Jika kau tahu sedikit saja apa yang telah dilakukan mamak (ibu)
demi kau, maka itu sejatinya bahkan belum sepersepuluh dari pengorbanan, rasa
cinta serta kasih sayangnya [Burlian, page 214 of 340]
Jangan pernah bersedih ketika orang-orang menilai hidup kita
rendah. Jangan pernah bersedih karena sejatinya kemuliaan tidak pernah
tertukar. Boleh jadi orang-orang yang menghina itulah yang lebih hina.
Sebaliknya, orang-orang yang dihinalah yang lebih mulia [Eliana, page 32 of
519]
Hakikat cinta adalah melepaskan. Semakin sejati ia, semakin
tulus kau melepaskannya [Eliana, page 81 of 519]
Di buku Eliana ini juga lah
saya dipertemukan dengan sebuah puisi karya Chairul Anwar berjudul Penerimaan
yang ditulis pada Maret 1943. Begini bunyinya:
Kalau kau mau
Kuterima kau kembali
Dengan sepenuh hati
Aku masih sendiri
Ku tahu kau bukan yang dulu lagi
Bak kembang sari sudah terbagi
Jangan tunduk!
Tantang aku dengan berani
Kalau kau mau
Kuterima kau kembali
Untukku sendiri, tapi
Sedang dengan cermin aku enggan berbagi
Jika kalian tidak bisa ikut golongan yang memperbaiki, maka
setidaknya janganlah ikut golongan yang merusak.

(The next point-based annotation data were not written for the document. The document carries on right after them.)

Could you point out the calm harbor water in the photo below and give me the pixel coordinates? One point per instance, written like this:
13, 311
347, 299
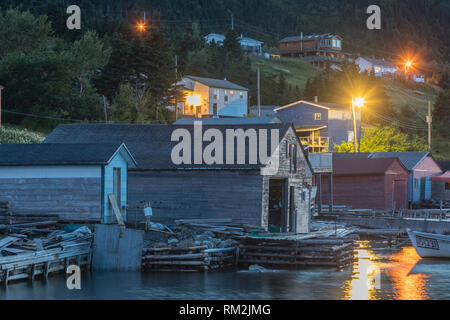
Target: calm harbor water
378, 274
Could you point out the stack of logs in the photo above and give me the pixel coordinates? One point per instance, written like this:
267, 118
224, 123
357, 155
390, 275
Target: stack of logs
198, 258
278, 253
25, 258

Jika kalian tidak bisa berdiri
di depan menyerukan kebaikan, maka berdirilah di belakang. Dukung orang-orang
yang mengajak kebaikan dengan segala keterbatasan. Itu lebih baik [Eliana, page
257 of 519]
Satu kata untuk mengakhiri
review ini: Penasaran!
Saya masih harus membaca
seri yang lain. Saya harus menuntaskan secepatnya buku-buku yang tersisa
kemudian segera menemukan Amelia dan Pukat. Iya. Harus.
Salam!
0 komentar:
Posting Komentar
Silahkan dikomentari. Kritikan pedas pun tetap saya terima sebagai ajang pembelajaran kedepannya. Terimakasih :)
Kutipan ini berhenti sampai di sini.